How to manage the life cycle of the applications running in the different containers?

Development of FullMetalUpdate Client

We needed a tool able to manage dependencies between the different containers. To reach this goal, we decided to develop our own software (FullMetalUpdate Client). And to avoid starting from scratch when solutions already existed, we decided to use SystemD as a back-end to manage the dependencies between the containers and to start and stop them.

How to manage and deploy our  device software updates?

Hawkbit and its challenges to build a web app in the Cloud

Next, we needed to provide a web application that could be used to manage and deploy the updates to multiple IoT devices. The obvious solution was to go for Hawkbit. Why was it so obvious? because it has the advantage of being proven effective. It is an open-source project developed by Bosh and used on numerous industrial projects.
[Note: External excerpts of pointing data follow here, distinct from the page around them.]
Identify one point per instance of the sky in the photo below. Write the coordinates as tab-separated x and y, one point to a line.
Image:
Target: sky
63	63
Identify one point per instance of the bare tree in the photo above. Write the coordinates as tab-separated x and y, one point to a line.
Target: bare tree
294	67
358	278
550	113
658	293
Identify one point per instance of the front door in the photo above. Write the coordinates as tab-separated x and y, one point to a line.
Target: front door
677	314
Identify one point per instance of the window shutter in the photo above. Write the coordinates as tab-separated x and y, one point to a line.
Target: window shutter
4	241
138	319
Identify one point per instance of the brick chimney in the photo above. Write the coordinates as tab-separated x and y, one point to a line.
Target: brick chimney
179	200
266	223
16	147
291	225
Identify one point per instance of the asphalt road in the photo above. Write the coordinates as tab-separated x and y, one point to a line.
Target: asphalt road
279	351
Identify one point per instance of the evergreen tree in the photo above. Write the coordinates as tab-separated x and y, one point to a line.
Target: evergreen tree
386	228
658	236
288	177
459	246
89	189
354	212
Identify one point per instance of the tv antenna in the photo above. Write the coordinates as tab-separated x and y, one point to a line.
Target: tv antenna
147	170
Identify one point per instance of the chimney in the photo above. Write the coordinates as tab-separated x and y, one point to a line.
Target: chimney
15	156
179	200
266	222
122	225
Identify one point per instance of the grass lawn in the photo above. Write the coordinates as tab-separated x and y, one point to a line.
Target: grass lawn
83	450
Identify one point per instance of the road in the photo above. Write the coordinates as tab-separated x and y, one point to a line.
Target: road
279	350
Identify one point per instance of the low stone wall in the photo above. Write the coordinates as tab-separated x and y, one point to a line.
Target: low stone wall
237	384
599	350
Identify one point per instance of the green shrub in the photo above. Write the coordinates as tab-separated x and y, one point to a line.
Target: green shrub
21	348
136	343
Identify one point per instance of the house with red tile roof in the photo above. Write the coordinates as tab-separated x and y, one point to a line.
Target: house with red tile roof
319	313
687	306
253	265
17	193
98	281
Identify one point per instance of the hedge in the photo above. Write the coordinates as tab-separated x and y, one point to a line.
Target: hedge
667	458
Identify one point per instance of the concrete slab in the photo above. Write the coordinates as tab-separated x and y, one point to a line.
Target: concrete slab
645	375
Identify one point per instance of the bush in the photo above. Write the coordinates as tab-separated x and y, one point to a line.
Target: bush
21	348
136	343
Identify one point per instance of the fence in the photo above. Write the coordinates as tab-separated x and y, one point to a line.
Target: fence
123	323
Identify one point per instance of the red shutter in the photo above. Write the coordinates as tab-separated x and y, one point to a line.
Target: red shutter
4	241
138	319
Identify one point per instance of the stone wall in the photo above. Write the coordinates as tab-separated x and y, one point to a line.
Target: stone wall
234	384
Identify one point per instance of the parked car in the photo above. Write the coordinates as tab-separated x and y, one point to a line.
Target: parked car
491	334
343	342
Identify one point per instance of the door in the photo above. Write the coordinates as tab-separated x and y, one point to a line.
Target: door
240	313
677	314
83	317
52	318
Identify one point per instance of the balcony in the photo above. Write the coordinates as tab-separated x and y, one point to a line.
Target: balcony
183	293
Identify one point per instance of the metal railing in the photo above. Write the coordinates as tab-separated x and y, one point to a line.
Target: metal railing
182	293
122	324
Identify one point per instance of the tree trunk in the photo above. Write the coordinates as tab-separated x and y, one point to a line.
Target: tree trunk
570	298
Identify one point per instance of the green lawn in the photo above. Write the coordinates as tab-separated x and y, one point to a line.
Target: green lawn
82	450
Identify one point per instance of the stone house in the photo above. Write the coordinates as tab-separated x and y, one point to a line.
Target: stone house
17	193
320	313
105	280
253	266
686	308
But because our approach was based on OSTree for the deployment of updates, we faced the challenge of integrating OSTree with Hawkbit. Our solution was to push the information for the update and the reference to the OSTree commit instead of uploading the actual update package to Hawkbit. In other words, with FullMetalUpdate, you use Yocto to build the OS and your containers. Then, Yocto automatically deploys the new software version to a remote OSTree, gets the commit reference, and pushes this information to Hawkbit. Once this is done, it is up to you to use the Hawkbit UI to start updating your different IoT devices.

Of course, for all this to be possible, we still needed to create a communication layer between the IoT devices and Hawkbit. Because the FullMetalUpdate client had been developed in Python, a natural choice was to reuse parts of the RAUC project to handle the communication protocol with the Hawkbit server.
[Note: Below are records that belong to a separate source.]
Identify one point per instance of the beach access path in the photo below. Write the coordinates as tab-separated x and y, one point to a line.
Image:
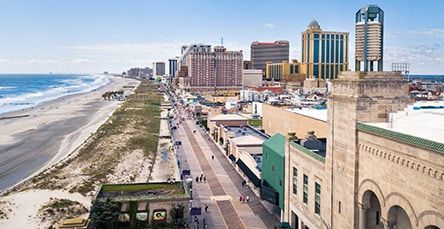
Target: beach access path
34	139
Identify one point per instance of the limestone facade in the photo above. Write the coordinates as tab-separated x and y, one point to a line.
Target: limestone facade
371	177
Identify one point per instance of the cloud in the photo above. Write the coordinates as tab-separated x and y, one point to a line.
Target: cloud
436	33
81	61
269	26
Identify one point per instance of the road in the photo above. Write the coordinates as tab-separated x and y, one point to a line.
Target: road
223	188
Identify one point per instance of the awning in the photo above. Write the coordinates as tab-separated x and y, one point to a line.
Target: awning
253	178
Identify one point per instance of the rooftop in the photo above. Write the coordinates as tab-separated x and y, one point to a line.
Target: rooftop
223	117
423	120
320	113
240	131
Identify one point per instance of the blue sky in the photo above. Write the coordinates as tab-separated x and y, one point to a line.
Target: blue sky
91	36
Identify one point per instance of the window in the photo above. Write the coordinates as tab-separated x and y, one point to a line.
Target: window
295	181
317	198
305	197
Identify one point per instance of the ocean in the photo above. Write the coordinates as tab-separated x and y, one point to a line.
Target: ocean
20	91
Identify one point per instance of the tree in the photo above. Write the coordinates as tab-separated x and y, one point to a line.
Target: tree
104	214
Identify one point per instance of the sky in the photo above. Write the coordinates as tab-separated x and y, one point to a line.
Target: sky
93	36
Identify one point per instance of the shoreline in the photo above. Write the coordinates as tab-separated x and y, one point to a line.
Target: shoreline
73	119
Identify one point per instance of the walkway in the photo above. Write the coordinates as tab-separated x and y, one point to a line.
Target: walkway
223	188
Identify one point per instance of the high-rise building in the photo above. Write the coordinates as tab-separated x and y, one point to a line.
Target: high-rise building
172	67
369	38
285	72
158	69
265	52
381	165
324	53
192	48
219	71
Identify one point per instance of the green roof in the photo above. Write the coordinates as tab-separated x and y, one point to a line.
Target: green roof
428	144
145	191
308	152
276	143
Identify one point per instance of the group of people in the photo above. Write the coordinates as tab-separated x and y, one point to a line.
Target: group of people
202	177
244	198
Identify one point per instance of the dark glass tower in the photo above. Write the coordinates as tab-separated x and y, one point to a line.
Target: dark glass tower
369	38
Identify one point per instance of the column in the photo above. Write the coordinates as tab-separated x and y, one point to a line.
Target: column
385	223
362	216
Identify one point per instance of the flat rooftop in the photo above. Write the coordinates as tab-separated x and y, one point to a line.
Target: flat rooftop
245	131
319	114
423	119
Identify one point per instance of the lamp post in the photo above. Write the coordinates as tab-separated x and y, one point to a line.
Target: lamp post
191	206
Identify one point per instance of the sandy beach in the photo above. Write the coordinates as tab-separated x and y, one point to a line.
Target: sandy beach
34	139
45	134
62	126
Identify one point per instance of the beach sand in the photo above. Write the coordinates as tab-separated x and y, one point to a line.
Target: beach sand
62	125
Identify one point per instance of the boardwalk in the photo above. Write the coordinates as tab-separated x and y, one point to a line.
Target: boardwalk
223	188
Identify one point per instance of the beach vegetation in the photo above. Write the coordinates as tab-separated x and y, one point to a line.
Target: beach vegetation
135	125
57	209
104	213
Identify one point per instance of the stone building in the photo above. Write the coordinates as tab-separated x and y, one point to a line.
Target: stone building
378	172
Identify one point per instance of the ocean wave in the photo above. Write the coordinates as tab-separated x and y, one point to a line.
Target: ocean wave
76	85
6	87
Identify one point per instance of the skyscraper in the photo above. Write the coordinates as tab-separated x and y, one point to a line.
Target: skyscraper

How to connect the different parts of our OTA solution together?

Docker Compose to bring everything together in your device software update

 As a last step to complete the FullMetalUpdate project, we used Docker-Compose to connect the different parts composing the server on a virtual network. To make sure that our solution will build on any computer running Docker containers, we embedded the Yocto build system within a Docker container.

We finally ended up with the architecture below:

FullMetalUpdate architecture

We now held our Grail! A fully integrated solution for OTA updates that is simple, robust and open to all.

Be ready to deploy your applications to the Edge! 

FullMetalUpdate is now available on Github and currently already includes containers to run Qt applications in full screen and neural networks using Tensor Flow Lite. This is only the beginning because the Yocto ecosystem is huge and can easily be extended to re-compile literally every project for your specific hardware!

We are actually working at some new commits that will include:

  • Full support of the Raspberry Pi 3
  • Skopeo to use containers from Docker and OCI registries
  • CNI to easily create virtual networks between your containers

And as this device software update solution is open-source, we leave it up to the community for use, optimization, growth, for the benefit of all IoT makers.